Oggi, prendiamo atto, fortunatamente, che la situazione non è più quella di tre mesi addietro e quindi non ha alcun senso sottoscrivere un ulteriore accordo di proroga nel fondo bilaterale

Il comunicato aziendale di AMC apparso su “Catanzaro Informa” del 21 maggio, merita una risposta doverosa, non certamente per spirito di polemica che non ci appartiene, ma giusto per fare chiarezza perché è importante, fare capire da quale parte si sta, quando si parla dei diritti dei lavoratori. E’ quanto si legge in un comunicato di Uilt e Fast. 

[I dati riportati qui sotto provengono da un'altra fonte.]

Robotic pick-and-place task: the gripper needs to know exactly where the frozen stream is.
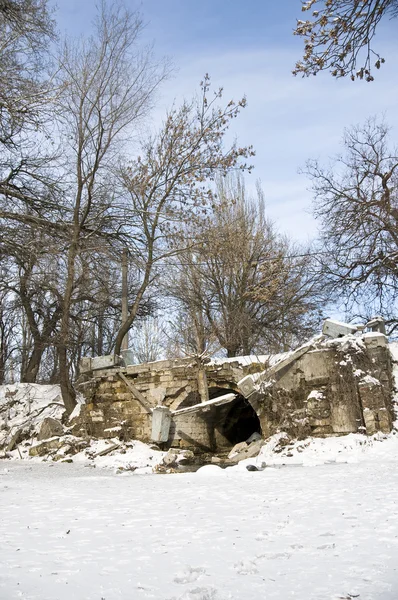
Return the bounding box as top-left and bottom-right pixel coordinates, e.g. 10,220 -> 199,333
0,460 -> 398,600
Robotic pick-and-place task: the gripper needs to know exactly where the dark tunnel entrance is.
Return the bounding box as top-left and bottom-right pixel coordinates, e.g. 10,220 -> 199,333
209,388 -> 261,446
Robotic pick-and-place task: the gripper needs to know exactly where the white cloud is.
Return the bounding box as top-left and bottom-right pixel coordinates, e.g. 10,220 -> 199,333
155,48 -> 398,239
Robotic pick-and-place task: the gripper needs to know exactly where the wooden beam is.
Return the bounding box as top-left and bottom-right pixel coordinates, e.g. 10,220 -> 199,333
118,371 -> 152,415
172,393 -> 236,416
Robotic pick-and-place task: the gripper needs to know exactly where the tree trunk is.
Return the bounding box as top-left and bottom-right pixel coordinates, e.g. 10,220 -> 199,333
58,344 -> 77,415
21,343 -> 44,383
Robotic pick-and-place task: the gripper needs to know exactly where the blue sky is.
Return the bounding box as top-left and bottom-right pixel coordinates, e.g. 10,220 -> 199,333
49,0 -> 398,241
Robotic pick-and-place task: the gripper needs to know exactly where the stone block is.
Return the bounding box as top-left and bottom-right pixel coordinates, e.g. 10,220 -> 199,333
91,354 -> 123,376
362,332 -> 388,348
322,319 -> 358,338
37,417 -> 64,441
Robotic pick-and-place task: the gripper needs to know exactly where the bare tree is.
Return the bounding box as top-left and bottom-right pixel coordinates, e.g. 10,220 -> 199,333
306,119 -> 398,330
53,2 -> 166,412
0,0 -> 55,147
293,0 -> 398,81
115,76 -> 253,354
169,176 -> 324,357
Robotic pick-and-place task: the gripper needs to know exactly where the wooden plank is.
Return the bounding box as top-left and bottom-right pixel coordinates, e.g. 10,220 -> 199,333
118,371 -> 152,415
261,344 -> 314,377
172,393 -> 236,415
94,444 -> 120,458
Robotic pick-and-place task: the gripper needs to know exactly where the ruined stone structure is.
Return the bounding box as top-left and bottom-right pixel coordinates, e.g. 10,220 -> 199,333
74,333 -> 393,452
74,359 -> 266,452
240,333 -> 393,438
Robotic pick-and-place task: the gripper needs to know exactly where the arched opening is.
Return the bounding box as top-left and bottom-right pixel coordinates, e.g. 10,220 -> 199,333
209,388 -> 261,447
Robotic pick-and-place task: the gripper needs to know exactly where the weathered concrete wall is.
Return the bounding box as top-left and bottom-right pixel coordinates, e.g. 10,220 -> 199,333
74,334 -> 392,451
74,359 -> 265,451
249,334 -> 393,437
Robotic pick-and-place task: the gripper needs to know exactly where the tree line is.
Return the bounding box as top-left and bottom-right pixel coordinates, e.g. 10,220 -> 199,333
0,0 -> 398,412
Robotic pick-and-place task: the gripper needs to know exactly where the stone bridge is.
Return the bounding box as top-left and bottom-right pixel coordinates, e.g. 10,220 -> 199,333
74,333 -> 393,452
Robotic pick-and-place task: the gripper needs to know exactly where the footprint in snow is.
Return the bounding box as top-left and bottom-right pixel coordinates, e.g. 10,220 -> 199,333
234,560 -> 258,575
170,586 -> 232,600
174,567 -> 206,583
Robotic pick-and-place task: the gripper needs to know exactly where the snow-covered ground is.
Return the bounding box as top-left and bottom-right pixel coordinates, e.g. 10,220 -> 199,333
0,344 -> 398,600
0,458 -> 398,600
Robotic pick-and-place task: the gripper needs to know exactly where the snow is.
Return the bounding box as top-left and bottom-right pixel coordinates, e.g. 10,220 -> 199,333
0,383 -> 65,447
0,458 -> 398,600
0,339 -> 398,600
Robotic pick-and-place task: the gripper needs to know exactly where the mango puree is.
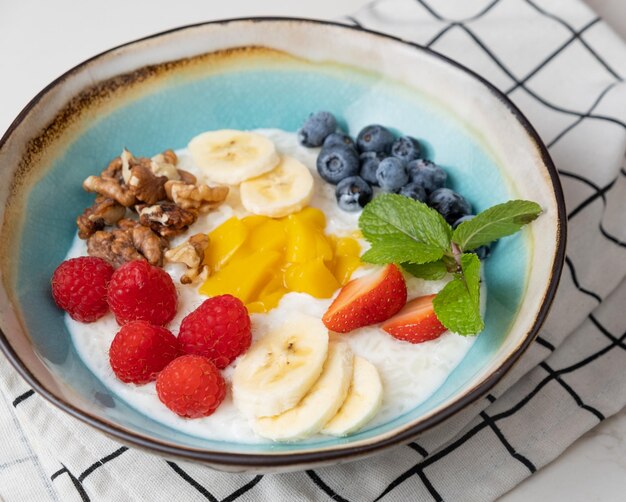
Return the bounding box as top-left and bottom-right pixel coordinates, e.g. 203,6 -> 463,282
199,207 -> 361,313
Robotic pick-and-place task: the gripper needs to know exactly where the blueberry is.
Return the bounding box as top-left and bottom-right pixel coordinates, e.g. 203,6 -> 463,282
324,132 -> 356,150
391,136 -> 422,162
376,157 -> 409,192
317,145 -> 359,185
359,152 -> 386,186
406,159 -> 448,193
298,112 -> 337,147
452,214 -> 493,260
428,188 -> 472,225
335,176 -> 374,212
356,124 -> 393,153
398,183 -> 428,202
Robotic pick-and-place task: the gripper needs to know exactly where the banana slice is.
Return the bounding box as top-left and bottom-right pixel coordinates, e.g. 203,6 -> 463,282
233,315 -> 328,417
252,342 -> 354,441
322,356 -> 383,436
189,129 -> 280,185
240,157 -> 313,218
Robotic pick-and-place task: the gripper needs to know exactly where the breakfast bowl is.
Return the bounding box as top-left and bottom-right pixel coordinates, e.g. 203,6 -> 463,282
0,18 -> 566,471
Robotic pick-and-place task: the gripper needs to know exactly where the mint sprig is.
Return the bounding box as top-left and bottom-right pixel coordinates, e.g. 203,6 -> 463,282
359,194 -> 541,335
359,194 -> 452,264
402,260 -> 448,281
433,253 -> 485,335
452,200 -> 541,251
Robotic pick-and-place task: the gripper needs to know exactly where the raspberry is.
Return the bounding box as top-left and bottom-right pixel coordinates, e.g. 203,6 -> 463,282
109,321 -> 180,384
156,355 -> 226,418
108,260 -> 177,326
51,256 -> 113,322
178,295 -> 252,369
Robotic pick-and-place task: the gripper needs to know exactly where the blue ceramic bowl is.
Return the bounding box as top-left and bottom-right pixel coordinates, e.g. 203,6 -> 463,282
0,19 -> 565,470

Le Organizzazioni Sindacali tutte, con grande senso di responsabilità, già in data 24 marzo ,in piena pandemia, avevano convenuto con l’Azienda di sottoscrivere l’accordo di accesso al fondo bilaterale per 9 settimane, anche a seguito di una ordinanza del Presidente della Giunta Regionale che aveva ridotto i servizi di tpl al 30% .
Oggi, prendiamo atto, fortunatamente, che la situazione non è più quella di tre mesi addietro e quindi non ha alcun senso sottoscrivere un ulteriore accordo di proroga nel fondo per ulteriore 5 settimane, in un primo tempo si parlava di altre 9, danneggiando solo e soltanto i lavoratori che andranno a perdere sulle retribuzioni circa il 50%.

Come potevamo sottoscrivere una simile bestilalità senza alcuna ragione? Spiace- prosegue la nota –  dover dire che i lavoratori si sono già immolati, come al solito, per salvaguardare le casse aziendali. Non lo diciamo Noi, ma è ripetuto più volte dagli estensori dell’articolo che parlano di “paracadute aziendale”, di buoni risultati di bilancio, di consolidamento aziendale. Ma sulla pelle di chi? Dei soliti…..si.

No. Uilt e Fast nel momento in cui era necessario hanno dimostrato la propria responsabilità e l’attaccamento all’Azienda, intaccando con sacrificio anche il salario dei lavoratori, ma oggi non sono più disposti a fare da crocerossa rispetto a ben altre responsabilità.
Siamo convinti che in un confronto sindacale, dove sono rappresentati interessi diversi ma che mirano allo stesso obiettivo, debba prevalere il buon senso e la capacità di equilibrio, trovando soluzioni che non danneggino nessuno e che semmai siano migliorative per tutti.
Cosi non è stato e non certo per colpa nostra, ma di chi, a tutti i costi, voleva imporre le proprie ragioni chiamando pregiudizi gli argomenti altrui.
Tra l’altro, quello che non viene detto nel comunicato aziendale che divide i Sindacati in ”Buoni e Cattivi”, Uilt e Fast saremmo i cattivi, (c’è ne faremo una ragione) molti argomenti discussi proposti e condivisi, sono stati patrimonio comune, come quello dei lavoratori delle strisce blu, quello degli ausiliari, i programmi estivi, ecc., ma certamente questi meriti, se cosi si possono chiamare, appartengono ai “Buoni”, (c’è ne faremo una ragione).
Speriamo che i vertici aziendali abbiano capito adesso perché Uilt e Fast non hanno firmato, perché i lavoratori dal primo all’ultimo, non possono continuare a perdere il 50% del salario, per altre 9 settimane. ( Se ne facessero una ragione).